Una struttura sanitaria ha richiesto il risarcimento per i danni derivanti dal rilascio dell'accreditamento istituzionale avvenuto solo otto anni dopo l'istanza. La società lamentava un ingente pregiudizio economico per il sottoutilizzo degli investimenti, la perdita di clientela potenziale e l'erogazione di prestazioni "sottocosto" nel periodo di attesa, oltre alla lesione dell'immagine professionale. Il nucleo della controversia riguardava la natura della condotta amministrativa: se fosse un mero comportamento illecito lesivo dell'affidamento o l'esercizio (ritardato) di un potere autoritativo. L'analisi si è concentrata sulla distinzione tra diritto soggettivo alla libera iniziativa e interesse legittimo al provvedimento ampliativo. Nonostante le doglianze sulla violazione dei canoni di correttezza e buona fede durante le lunghe interlocuzioni documentali, è stato stabilito che la pretesa risarcitoria è indissolubilmente legata all'esercizio del potere pubblico. L'esito finale ha confermato che la cognizione della domanda appartiene esclusivamente alla magistratura che vigila sull'operato della Pubblica Amministrazione, escludendo la competenza del tribunale ordinario anche per la domanda di indebito arricchimento. (avv. Ennio Grassini- www.dirittosanitario.net)

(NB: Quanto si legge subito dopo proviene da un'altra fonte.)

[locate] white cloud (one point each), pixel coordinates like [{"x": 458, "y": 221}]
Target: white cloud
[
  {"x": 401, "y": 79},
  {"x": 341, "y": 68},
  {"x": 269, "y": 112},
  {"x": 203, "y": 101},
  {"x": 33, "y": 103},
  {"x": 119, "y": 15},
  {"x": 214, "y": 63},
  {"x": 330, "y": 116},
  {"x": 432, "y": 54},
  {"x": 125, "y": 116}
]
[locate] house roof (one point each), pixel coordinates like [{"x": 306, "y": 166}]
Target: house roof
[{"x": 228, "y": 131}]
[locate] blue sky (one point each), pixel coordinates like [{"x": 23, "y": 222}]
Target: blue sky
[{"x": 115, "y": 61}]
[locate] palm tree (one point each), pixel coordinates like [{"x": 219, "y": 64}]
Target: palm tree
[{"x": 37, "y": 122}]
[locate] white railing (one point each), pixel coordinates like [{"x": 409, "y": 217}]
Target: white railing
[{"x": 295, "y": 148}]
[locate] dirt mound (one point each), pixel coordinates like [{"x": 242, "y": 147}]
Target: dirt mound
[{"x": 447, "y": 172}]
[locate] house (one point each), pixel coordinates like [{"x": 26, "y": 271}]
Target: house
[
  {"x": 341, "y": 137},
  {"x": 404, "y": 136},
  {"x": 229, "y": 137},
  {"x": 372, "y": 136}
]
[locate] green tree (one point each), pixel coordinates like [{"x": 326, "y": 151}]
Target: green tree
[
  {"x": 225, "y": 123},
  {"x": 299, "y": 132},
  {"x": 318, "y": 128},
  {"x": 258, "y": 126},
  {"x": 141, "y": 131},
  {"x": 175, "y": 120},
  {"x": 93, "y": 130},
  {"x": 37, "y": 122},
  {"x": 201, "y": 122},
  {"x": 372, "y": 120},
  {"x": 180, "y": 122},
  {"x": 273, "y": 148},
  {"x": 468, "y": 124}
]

Glossario giuridico essenziale
Accreditamento istituzionale: atto che inserisce una struttura privata nel sistema pubblico, rendendola idonea a erogare prestazioni per conto dello Stato.
Giurisdizione: il potere dei giudici di decidere una lite; definisce se un caso spetti al giudice ordinario (diritti) o amministrativo (interessi).
Interesse legittimo: la pretesa di un privato che la Pubblica Amministrazione agisca correttamente per ottenere un beneficio (es. una concessione).
Concessione di pubblico servizio: l'atto con cui lo Stato affida a un privato la gestione di un servizio di utilità collettiva, come la sanità.